ART REVIEW

“Nocturne”

Through Dec. 3. 10 a.m.-5 p.m. Tuesdays-Saturdays. Jackson Fine Art, 3115 E. Shadowlawn Ave., Atlanta. 404-233-3739, www.jacksonfineart.com.

Bottom line: Unique, moody work from an emerging talent.

Photographer Tommy Nease’s images resemble something channeled from the subconscious directly into a photograph.

Like the dream sequence in an Alfred Hitchcock film, Nease’s silver gelatin photographs of a woman pierced by an arrow, a boulder balanced on a hillside, a body curled up into itself surrounded by a halo of light are visitations from another reality. In his black-and white-photographs, this peripatetic young photographer captures snow-topped mountaintops and walls of obscuring clouds that give both a surreality to the physical world and a feeling of being suddenly in nature’s powerful embrace.

For the Jackson Fine Art show of the Seattle-based, Southern-born Nease’s work “Nocturne,” the photographer’s evocative work has been unceremoniously wedged into one of the gallery’s ancillary rooms, hung above a wall of flat files. With such arresting work from a promising, emerging artist (Nease is just 24), it makes you long for a little more risk-taking on Jackson’s part and better gallery real estate to truly appreciate the work. Nease’s prints are small by contemporary photography’s standards, most of them in the 11-by-14-inch range, and there are too few of them.

“Nocturne” definitely leaves you craving more from Nease and from the city’s premier photography gallery that seems to have settled into a routine of presenting already anointed photographers more than pushing forward riskier, untested work.

A deviation from the usual crisp, articulated black and whites of much fine art photography, Nease’s work looks like something divined in a fever dream rinsed in murky, muddy grays. With their lack of the kind of identifying characteristics that place them in one time or one place, Nease’s images have a timeless quality. His “Nocturne” photographs convey a powerful sense of photography as a potent, ambient mood piece forged from the gradations of light and dark as much as a representational or storytelling form.

Nease has two principal fixations in “Nocturne.” One is a majestic but slightly sinister, thrilling vision of nature reminiscent of the often eerie treatment of the natural world in Danish filmmaker Lars von Trier’s or Swedish director Ingmar Bergman’s work.

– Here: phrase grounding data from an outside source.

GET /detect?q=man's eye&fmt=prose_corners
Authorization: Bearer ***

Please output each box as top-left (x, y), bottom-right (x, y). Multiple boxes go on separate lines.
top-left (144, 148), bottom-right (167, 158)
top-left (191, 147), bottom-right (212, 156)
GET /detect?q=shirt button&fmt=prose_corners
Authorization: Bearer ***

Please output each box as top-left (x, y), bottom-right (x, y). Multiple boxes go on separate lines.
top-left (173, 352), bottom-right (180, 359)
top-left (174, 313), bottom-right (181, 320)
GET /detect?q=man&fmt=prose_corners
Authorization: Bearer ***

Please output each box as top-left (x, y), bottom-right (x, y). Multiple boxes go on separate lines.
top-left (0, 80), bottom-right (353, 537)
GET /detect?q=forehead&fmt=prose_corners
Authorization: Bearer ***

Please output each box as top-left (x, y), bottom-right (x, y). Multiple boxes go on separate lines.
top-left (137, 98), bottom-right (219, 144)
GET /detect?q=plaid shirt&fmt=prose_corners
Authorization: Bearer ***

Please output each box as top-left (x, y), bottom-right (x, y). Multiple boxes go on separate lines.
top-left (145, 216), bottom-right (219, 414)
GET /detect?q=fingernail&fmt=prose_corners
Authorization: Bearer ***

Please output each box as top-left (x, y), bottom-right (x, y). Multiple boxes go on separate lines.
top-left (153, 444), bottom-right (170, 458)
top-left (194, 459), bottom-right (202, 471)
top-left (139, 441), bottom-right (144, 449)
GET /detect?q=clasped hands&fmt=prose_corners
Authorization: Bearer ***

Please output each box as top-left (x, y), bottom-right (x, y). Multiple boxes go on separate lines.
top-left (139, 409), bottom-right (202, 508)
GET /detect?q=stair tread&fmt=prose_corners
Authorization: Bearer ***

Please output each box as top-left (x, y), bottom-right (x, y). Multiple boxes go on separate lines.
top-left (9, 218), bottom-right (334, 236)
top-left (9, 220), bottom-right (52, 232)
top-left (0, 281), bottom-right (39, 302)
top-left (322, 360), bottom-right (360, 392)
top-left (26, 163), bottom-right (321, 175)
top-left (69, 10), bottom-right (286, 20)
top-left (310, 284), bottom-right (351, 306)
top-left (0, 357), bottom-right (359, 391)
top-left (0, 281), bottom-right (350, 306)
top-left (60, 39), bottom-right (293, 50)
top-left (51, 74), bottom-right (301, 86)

Perhaps that sense of nature’s grandeur and unsettling power comes from Nease’s current job, fighting fires in the Pacific Northwest.

Nease’s other obsession is with weird, mysterious portraits that leave you a bit addled and confused as to what you’re seeing. “Chalten” is one of the artist’s otherworldly landscapes, a vision of a mountain range whose peaks edged with light can look more like a vintage illustration than a conventional landscape. Nature, seen through Nease’s vantage, hums with intent and meaning: The mountains, hillsides and clouds appear sentient, as if caught in the pause between breaths. In “Celest,” a human figure stands highlighted against the darkness, and a swarm of stars has filled her body, setting her aglow like a human lantern. Figure and landscape both are animated with strange, magical properties in these photographs.

Nease’s images vibrate with mysterious significance, like the climactic moment in a film whose story we don’t know: the plot-twisting event, the startling revelation. To his great credit, Nease takes two traditional photographic standards, the figure and the landscape, and renders them uniquely strange.